Ich danke Ihnen allen vielmals für Ihre Hilfe!!
Saskia

Hallo Saskia,

zuerst einmal kommen, und da haben Sie recht, alle Probleme der Schwitzwasser- und Schimmelbildung zum Tragen.
Ich weiß die Qualität der Glaswoll-Dämmung nicht einzuschätzen und auch den Rest der Örtlichkeit nicht.
Deshalb einmal ein paar pauschale Dinge, die zu beachten sind:

  • Die Feuchtigkeit und der Schimmel bilden sich überall dort, wo die Taupunktemperatur unterschritten wird. Das bestes Beispiel ist, im Sommer eine kalte Sprudelflasche aus dem Kühlschrank nehmen und da sieht man sofort, wie es an ihr kondensiert.

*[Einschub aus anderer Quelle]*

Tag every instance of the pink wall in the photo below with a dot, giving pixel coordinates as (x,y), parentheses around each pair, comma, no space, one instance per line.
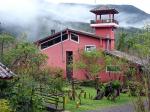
(57,56)
(103,32)
(57,53)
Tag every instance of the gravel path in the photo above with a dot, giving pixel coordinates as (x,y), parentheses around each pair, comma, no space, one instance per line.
(122,108)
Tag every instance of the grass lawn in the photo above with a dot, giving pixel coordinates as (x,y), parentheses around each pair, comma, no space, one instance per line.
(89,104)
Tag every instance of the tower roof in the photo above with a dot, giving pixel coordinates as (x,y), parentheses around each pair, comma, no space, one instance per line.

Genau dies gilt es zu vermeiden.
  • Um überhaupt das Kondensieren an den nichtisolierten Sparren zu vermeiden, benötigt man die Dampfsperre. Sie muss aber absolut dicht sein, sonst funktioniert das ganze nicht!
  • Der Endbelag sollte auch dicht sein, damit nichts dahinter dringen kann, da Sparren weiterhin eine Kältebrücke bilden und wie Sir richtig erkannt haben, dann nichts nutzen. Denn egal wer die kalte Fläche produziert, da kommt es letztlich zum Tauen. Da würde ich mit dem Fachhandel über geeignete Produkte sprechen.
  • Die Alternative zum Abdichten ist das hinterlüften, da wird so viel Luft, wie benötigt benutzt zum Abführen der Feuchtigkeit. Das wäre hier nur schwer auszuführen.

Dann wünsch ich mal viel Erfolg!!!

Gruß
Hans Georg

Hallo Saskia,

grundsätzlich: Wenn der Dachraum nie fachmännisch ausgebaut wurde, werden sehr hohe Heizkosten und im Sommer sehr viel Wärme auf Sie zukommen. Das sollte Ihnen bewusst sein.

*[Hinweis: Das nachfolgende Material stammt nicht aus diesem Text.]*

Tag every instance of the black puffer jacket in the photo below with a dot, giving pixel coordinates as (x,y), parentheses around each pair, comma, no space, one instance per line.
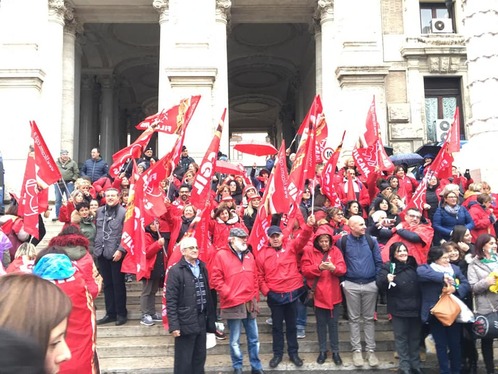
(181,300)
(404,299)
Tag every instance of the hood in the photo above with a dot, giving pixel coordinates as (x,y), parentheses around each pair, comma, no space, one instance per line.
(76,246)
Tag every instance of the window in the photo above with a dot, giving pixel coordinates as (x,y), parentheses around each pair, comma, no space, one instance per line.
(442,96)
(433,10)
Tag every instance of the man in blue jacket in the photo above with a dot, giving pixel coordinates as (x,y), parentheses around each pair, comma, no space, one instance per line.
(363,262)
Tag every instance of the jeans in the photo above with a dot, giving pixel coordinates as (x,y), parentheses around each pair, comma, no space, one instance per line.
(251,328)
(279,312)
(59,191)
(447,338)
(407,341)
(327,319)
(361,300)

Nun zu Ihrer Frage, wie Sie den Dachraum, so Sie ihn tatsächlich beziehen wollen/müssen, gebrauchstauglich herrichten:

Ich gehe für meine Antwort davon aus, dass es sich um ein Steildach (mit Dachziegeln) handelt und unter den Dachziegeln mindestens eine Unterspannbahn vorhanden ist, die eventuell durch die Ziegel eindringende Feuchtigkeit (Regen oder Flugschnee) von der Dämmung fernhält. Denn sonst durchfeuchtet die Dämmung früher oder später und nützt nichts mehr.

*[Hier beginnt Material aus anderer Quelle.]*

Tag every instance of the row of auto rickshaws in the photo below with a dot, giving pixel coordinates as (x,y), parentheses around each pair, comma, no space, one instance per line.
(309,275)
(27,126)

Mineralwolle (oder Glaswolle, das ist in diesem Fall gleichwertig) sollte grundsätzlich nicht nur mit einer Pappe abgedeckt sein, damit Fasern nicht in die Raumluft gelangen können. Nun kommt es ein bisschen auf die Dachkonstruktion an, wie man mit der Dämmung und der raumseitigen Beplankung (Platten) umgehen sollte. Ich gehe mal vom Fall aus, dass das Dach nicht hinterlüftet ist, das ist der „worst case“. Die vorgeschlagene Lösung funktioniert auch dann, wenn das Dach hinterlüftet ist:

Zunächst die Pappe entfernen (Staubschtzmaske tragen, gut lüften). Dann eine Dampfsperrfolie (z. B. von Doerken, Isover, ProClima o. ä., bitte keine Baumarktware oder einfache Folie) auf die Dachsparren (Holzbalken, zwischen denen die Glaswolle liegt) auftackern. Stöße müssen sauber verklebt und Anschlüsse an Giebelwände müssen unbedingt luftdicht hergestellt werden, fachgerechtes Material benutzen!!!
Quer zu den Sparren nun eine Lattung aufschrauben (Dachlatten), damit die Folie fixiert wird und als Traglattung für die Beplankung. Die Beplankung aus Rigipsplatten, Spanplatten oder OSB-Platten aufschrauben.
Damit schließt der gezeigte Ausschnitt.